Another reason why these people oppose Russia’s invasion is because it is upsetting their everyday comfort. Prices have been rising as a result of Western sanctions against Russia, which Tajikistan’s economy depends on for imports. The war also complicates their life plans. Some worry that the conflict may derail their plans to move to Europe or the US for study or work in the near future, since their somoni-denominated savings (Tajikistan’s currency) have been significantly depleted. To buffer the fall out from the ruble’s collapse, at the beginning of March the National Bank of Tajikistan increased the official exchange rates of the dollar and euro against the somoni by 15%, from approximately 11 to 13 somoni/USD and from 12 to 14 somoni/euro.

Many food products in Tajikistan are imported from Russia
When your neighbour’s house is on fire
Between these two polarised stances, the most common attitude was more balanced, perhaps due to Tajikistan’s own experience of conflict. During the 1990s, the country witnessed a long and tragic civil war between government and rebel groups. As a 40-year-old analyst confessed to me: “For those of us who saw the civil war [in Tajikistan], this is terrible. I cannot look at the pictures of Ukrainian refugees, leaving their houses with one suitcase. It recalls my own childhood memories. We were just like them.”
Such a compassionate attitude towards Ukrainians is often combined with a belief that in the long run the conflict could not be avoided. First, people see Russia as the most powerful country in the world, comparable only to the United States. “Many people here do not know anything other than Russia. They were never exposed to other countries and other ways of thinking. And so they have an impression that Russia is so big and important that it does not need to respect international laws,” a young academic from Dushanbe explained.
Second, there is a belief that the Ukrainian government itself bears responsibility for provoking Russia. This is because Ukraine, unlike Tajikistan, did not know its subordinate place in world politics. It dared to anger Russia by engaging in talks and commitments with the United States and the EU over the last years.
Third, a related perception in Tajikistan is that it was the West that provoked Russia by gradually expanding its sphere of influence to Eastern Europe, which Russia sees as its backyard. Ukraine is a victim of imperial-style politics on both the part of the West and Russia, as it found itself in between these two superpowers.
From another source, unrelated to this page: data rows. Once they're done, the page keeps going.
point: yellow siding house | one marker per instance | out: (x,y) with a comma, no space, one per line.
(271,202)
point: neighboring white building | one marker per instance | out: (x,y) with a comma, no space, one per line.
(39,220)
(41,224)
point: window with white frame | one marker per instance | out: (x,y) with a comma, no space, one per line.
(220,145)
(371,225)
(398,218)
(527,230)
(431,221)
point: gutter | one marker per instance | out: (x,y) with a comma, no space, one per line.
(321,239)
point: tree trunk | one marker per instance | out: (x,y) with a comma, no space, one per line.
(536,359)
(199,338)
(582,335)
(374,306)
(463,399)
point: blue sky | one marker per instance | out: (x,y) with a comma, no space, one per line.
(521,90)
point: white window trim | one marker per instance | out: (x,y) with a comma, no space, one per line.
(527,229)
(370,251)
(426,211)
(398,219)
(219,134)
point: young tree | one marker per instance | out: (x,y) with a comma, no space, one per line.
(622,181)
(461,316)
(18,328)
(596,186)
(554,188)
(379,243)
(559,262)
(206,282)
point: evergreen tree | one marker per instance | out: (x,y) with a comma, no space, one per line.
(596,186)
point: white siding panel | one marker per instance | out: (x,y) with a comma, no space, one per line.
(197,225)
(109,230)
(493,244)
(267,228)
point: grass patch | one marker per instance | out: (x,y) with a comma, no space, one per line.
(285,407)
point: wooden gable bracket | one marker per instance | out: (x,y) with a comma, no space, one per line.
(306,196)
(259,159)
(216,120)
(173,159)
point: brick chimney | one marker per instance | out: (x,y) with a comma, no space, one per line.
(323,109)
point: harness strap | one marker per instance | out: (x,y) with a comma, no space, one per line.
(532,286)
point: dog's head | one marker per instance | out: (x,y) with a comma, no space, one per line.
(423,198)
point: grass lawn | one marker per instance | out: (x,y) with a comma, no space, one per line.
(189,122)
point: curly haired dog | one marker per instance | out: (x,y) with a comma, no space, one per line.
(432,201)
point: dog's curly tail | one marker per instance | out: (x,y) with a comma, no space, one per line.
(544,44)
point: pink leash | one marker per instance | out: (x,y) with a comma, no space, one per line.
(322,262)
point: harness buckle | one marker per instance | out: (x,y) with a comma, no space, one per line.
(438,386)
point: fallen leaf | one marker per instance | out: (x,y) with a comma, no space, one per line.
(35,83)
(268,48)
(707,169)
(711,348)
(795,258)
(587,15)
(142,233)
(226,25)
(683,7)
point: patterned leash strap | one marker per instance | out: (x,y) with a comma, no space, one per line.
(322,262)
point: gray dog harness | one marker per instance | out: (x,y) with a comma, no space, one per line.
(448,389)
As a woman in her fifties, a journalist, put it to me: “This war is not between Russia and Ukraine, but between Russia and the West. Ukraine is just a victim. Russia used to warn the West multiple times: do not come closer, there is no need to enlarge the EU and NATO. But they kept expanding their influence to one country after another, and in the end Russia lost patience.”

Regardless of the diversity of people’s opinions about the war, however, there is a general understanding on the ground that sanctions against Russia will have a massive economic impact on Tajikistan.
Within the first weeks after Russia’s invasion, the prices of basic food items in the country rose by between 10 and 20%. With the collapse of the Russian ruble within 10 days of the start of the war, remittances sent from Russia by Tajik labour migrants depreciated by 35%, and the World Bank foresees an overall decline in remittances by 22% in 2022. Migrants are already losing jobs in Russia and salaries are decreasing, but many do not want to return to Tajikistan knowing that no jobs are waiting for them at home.
As a civil society activist from Khujand put it: “We have nothing to do with this war, but it will have an influence on us. There is a Tajik saying that if your neighbour’s house is on fire, the flames will engulf your place too.”